Voici son analyse, exprimée de manière imagée : « À quoi pouvait ressembler la liturgie en 1918 ? Je tenterai une comparaison, sans doute imparfaite comme toute comparaison, mais qui éclairera mon propos. La liturgie, à ce moment-là, donnait l’apparence d’une fresque parfaitement préservée, mais presque entièrement recouverte de couches successives. Dans le missel que le prêtre utilisait pour célébrer la messe, la liturgie apparaissait telle qu’elle s’était développée depuis les origines, alors que, pour les croyants, elle était en grande partie dissimulée sous une foule de rubriques et de prières privées. Grâce au “Mouvement liturgique”, puis de façon plus nette lors du concile Vatican II, la fresque fut dégagée, et pendant un instant, nous restâmes fascinés par la beauté de ses couleurs et de ses motifs. Exposée depuis lors aux conditions climatiques comme à diverses tentatives de restauration ou de reconstruction, la fresque risque toutefois d’être détruite si l’on ne prend rapidement des mesures pour mettre un terme à ces influences nuisibles. Certes il ne s’agit pas de la recouvrir derechef d’une autre couche, mais de susciter un nouveau respect pour tout ce qui la touche, une intelligence renouvelée de son message et de sa réalité, pour éviter que cette redécouverte ne soit le premier pas vers sa perte définitive. »

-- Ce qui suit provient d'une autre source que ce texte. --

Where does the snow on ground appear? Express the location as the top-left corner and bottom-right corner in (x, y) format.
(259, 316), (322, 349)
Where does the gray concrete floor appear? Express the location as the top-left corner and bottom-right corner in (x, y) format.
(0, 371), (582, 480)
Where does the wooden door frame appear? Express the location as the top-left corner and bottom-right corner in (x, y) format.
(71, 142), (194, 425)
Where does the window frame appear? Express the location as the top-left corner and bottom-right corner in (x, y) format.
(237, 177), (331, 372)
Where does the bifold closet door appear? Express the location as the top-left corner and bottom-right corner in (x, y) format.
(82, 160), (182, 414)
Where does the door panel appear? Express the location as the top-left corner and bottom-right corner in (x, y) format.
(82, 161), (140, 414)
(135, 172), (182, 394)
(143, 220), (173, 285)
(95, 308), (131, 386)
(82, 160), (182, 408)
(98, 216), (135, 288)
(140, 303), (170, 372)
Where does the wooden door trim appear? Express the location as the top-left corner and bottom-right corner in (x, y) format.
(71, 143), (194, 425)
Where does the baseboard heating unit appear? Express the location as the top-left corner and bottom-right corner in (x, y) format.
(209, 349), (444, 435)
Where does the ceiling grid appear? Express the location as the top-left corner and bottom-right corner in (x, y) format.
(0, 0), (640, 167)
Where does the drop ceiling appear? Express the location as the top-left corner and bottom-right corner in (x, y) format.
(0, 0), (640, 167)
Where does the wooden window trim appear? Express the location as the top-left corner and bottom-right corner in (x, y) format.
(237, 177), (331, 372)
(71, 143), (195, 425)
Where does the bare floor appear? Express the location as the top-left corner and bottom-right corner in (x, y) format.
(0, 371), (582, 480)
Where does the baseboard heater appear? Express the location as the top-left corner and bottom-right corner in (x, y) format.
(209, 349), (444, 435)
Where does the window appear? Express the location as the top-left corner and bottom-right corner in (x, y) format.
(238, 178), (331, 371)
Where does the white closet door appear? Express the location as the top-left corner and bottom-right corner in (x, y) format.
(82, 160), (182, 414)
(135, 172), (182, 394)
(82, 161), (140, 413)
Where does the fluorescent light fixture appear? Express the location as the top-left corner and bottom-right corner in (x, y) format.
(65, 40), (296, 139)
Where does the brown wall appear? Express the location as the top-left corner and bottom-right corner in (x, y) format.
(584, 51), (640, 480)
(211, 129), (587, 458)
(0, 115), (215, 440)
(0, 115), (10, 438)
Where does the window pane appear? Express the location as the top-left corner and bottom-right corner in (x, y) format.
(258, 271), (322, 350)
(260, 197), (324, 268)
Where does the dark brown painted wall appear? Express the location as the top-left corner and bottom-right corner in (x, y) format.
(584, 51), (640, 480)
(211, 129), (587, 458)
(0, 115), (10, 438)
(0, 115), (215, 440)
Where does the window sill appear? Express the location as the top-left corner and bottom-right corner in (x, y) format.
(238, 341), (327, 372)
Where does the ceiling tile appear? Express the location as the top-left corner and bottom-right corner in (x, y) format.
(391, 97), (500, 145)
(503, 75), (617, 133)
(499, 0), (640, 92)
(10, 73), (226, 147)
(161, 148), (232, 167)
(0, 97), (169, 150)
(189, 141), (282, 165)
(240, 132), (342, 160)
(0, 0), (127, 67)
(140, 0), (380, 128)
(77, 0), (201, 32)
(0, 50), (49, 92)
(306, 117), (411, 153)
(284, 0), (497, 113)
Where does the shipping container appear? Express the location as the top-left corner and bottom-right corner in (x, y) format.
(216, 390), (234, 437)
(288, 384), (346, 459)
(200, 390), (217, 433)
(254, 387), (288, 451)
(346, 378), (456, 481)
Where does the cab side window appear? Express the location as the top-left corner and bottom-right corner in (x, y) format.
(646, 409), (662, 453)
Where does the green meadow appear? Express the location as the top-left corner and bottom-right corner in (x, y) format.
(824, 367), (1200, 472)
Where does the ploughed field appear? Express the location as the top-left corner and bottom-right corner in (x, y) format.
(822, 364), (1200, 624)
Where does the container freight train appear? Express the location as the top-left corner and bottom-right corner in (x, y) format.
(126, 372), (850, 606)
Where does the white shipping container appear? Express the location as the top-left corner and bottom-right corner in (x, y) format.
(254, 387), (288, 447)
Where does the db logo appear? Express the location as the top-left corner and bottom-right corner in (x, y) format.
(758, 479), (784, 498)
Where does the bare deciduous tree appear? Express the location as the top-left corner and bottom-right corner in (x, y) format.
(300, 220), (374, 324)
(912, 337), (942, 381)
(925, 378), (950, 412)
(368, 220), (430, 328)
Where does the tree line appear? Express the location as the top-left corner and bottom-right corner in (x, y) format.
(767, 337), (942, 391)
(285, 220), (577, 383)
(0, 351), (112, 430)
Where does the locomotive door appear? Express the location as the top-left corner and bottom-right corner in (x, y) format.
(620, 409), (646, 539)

Benoît XVI a été élu au cours de l’année de l’Eucharistie instaurée par son prédécesseur. Ainsi, un de ses premiers actes important en tant que pape a été de conclure cette année de réflexion sur l’eucharistie par un synode (250 évêques du monde entier se sont réunis du 2 au 23 octobre 2005).

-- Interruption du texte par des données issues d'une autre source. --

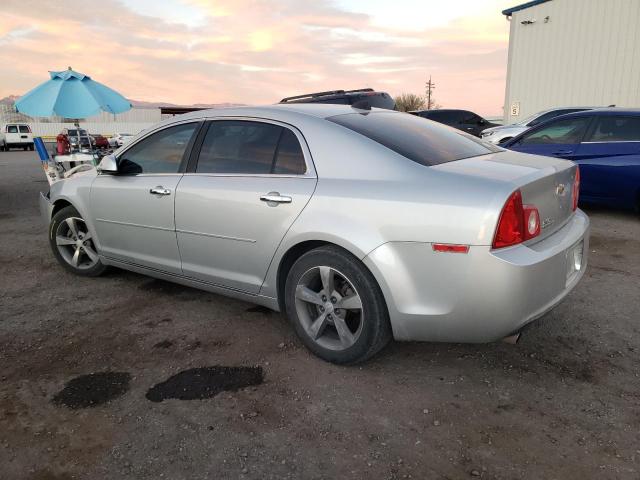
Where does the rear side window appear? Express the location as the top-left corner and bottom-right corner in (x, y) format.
(273, 128), (307, 175)
(196, 120), (306, 175)
(586, 116), (640, 142)
(518, 117), (591, 145)
(327, 112), (502, 166)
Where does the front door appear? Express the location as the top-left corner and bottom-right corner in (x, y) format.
(91, 123), (198, 273)
(575, 115), (640, 206)
(176, 120), (316, 293)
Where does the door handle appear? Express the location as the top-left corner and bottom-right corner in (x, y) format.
(260, 192), (291, 207)
(149, 185), (171, 195)
(551, 150), (573, 157)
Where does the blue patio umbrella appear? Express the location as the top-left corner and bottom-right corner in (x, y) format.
(16, 67), (131, 118)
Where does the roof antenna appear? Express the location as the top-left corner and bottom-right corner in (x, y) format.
(351, 100), (371, 110)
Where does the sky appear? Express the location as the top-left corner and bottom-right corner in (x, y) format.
(0, 0), (522, 115)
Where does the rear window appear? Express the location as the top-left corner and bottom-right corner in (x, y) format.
(327, 112), (502, 166)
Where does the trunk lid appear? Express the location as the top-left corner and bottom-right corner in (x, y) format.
(430, 151), (577, 242)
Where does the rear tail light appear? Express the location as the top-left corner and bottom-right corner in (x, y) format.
(571, 167), (580, 210)
(492, 190), (540, 248)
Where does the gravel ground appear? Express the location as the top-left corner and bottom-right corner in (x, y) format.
(0, 152), (640, 480)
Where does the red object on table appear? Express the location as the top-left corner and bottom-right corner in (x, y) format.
(56, 133), (71, 155)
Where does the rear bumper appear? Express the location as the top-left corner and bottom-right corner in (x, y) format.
(364, 210), (589, 343)
(39, 192), (53, 228)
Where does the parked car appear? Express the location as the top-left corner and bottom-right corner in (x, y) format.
(409, 109), (498, 137)
(109, 133), (133, 147)
(481, 107), (596, 145)
(91, 133), (109, 149)
(56, 128), (93, 152)
(504, 108), (640, 210)
(0, 122), (33, 152)
(40, 104), (589, 363)
(280, 88), (396, 110)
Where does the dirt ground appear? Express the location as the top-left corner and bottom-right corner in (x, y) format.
(0, 152), (640, 480)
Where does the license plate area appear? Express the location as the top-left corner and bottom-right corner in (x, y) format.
(566, 240), (584, 285)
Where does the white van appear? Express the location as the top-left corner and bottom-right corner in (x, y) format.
(0, 122), (33, 152)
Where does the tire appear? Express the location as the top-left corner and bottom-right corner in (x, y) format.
(49, 206), (107, 277)
(284, 246), (391, 364)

Le 22 février 2006, Benoît XVI publiait l’exhortation post synodale, fruit des échanges des évêques. Ce texte important laisse naturellement une large place à la question de la liturgie et des orientations du Pape à ce sujet s’appuyant sur les échanges avec les participants du synode.
Ce texte revient sur l’actualité de la réforme liturgique et sur sa richesse encore à explorer : « Les Pères synodaux ont en particulier constaté et rappelé l’influence bénéfique que la réforme liturgique réalisée à partir du concile Vatican II a eue pour la vie de l’Église. Le Synode des évêques a eu la possibilité d’évaluer la réception de cette réforme après les assises conciliaires. Les appréciations ont été nombreuses. Les difficultés et aussi certains abus qui ont été relevés ne peuvent pas masquer, a-t-il été affirmé, que le renouveau liturgique, qui contient encore des richesses qui n’ont pas été pleinement explorées, est bon et valable ».

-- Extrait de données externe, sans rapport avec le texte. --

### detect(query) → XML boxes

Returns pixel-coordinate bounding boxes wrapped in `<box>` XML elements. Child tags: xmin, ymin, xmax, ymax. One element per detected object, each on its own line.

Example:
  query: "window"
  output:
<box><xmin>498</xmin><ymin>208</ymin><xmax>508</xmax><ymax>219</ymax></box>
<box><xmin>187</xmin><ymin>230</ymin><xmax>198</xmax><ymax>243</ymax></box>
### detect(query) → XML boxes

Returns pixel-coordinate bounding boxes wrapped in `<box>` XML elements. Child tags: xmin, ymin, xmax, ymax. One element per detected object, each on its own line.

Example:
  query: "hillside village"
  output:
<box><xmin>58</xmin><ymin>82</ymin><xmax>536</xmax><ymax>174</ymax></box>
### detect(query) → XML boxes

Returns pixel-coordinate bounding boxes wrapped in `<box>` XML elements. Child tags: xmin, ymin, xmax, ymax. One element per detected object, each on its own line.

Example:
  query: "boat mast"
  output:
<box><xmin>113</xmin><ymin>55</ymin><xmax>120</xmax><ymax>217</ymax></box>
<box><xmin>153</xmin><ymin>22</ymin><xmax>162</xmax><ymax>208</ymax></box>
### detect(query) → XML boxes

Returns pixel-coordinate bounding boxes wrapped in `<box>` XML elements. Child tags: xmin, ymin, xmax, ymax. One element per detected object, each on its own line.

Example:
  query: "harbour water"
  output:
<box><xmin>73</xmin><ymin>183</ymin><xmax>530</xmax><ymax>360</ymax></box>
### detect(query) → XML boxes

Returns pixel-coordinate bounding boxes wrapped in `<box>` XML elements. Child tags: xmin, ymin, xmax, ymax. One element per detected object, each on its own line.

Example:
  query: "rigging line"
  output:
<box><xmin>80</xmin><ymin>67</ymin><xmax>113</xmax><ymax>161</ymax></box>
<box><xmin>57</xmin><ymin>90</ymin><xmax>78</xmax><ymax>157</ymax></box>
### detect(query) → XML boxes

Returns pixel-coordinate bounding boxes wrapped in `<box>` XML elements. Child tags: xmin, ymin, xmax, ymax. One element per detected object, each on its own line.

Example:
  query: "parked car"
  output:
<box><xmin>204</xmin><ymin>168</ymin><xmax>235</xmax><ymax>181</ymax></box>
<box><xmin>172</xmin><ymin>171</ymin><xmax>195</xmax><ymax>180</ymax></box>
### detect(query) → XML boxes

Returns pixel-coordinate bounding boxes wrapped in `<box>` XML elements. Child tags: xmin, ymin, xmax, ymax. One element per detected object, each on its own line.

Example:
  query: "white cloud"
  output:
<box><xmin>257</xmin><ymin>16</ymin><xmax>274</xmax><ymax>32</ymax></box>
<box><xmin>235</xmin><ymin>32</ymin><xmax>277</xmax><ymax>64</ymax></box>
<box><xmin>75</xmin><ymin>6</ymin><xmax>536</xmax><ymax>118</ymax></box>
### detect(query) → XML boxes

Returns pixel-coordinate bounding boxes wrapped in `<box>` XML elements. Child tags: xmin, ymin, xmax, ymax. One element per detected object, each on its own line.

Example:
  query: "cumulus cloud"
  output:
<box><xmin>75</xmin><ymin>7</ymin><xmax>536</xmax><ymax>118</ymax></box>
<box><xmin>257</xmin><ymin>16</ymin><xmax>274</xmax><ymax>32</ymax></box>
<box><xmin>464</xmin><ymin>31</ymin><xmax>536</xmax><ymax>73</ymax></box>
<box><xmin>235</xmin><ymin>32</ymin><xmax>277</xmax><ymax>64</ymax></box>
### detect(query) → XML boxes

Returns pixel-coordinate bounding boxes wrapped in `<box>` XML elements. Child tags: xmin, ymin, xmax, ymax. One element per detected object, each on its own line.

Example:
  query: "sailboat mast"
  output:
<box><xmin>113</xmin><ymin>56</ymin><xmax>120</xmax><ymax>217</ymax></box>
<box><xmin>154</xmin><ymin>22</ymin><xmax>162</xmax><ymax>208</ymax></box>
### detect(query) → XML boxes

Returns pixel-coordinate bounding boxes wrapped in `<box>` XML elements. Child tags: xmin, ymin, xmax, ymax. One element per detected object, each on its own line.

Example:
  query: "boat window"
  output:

La réforme liturgique a provoqué, notamment en France, des tensions entre les fidèles adoptant cette réforme et une petite minorité qui a souhaité rester attachée à l’ancien rite, presque inchangé depuis le concile de Trente au XVIe siècle. Conjuguées à un refus d’autres textes conciliaires, ces tensions ont conduit à une rupture quand Mgr Lefebvre, principal chef de file des opposants à la réforme, a ordonné trois évêques sans l’aval de Jean-Paul II (1988).
Dans le but d’apaiser ces tensions et de résorber cette rupture, Benoît XVI, garant de l’unité de l’Église catholique, a souhaité rendre plus facile l’accès à l’ancien rite en le qualifiant de forme extraordinaire, la forme ordinaire étant celle promulguée par Paul VI à l’issue du Concile. Il n’y a donc qu’un seul rite qui peut être célébré suivant deux formes différentes, dont l’une – celle de 1970 – est la forme habituelle.
Mgr Robert Le Gall, archevêque de Toulouse, président de la Commission française pour la liturgie et la pastorale sacramentelle et membre de la Congrégation pour le culte divin à Rome a ainsi expliqué le sens de ce motu proprio : « L’autorité du Concile n’est aucunement remise en question dans ce texte. Nous sommes surtout invités à aller en profondeur dans le sens de la réforme liturgique et à la pratiquer. (…) L’Église ne revient pas en arrière, elle est attentive à un certain nombre de fidèles qui, pour des raisons diverses, ont été blessés – et parfois pour des raisons vraies – dans leur sensibilité religieuse. » (Catholiques en France, septembre 2007).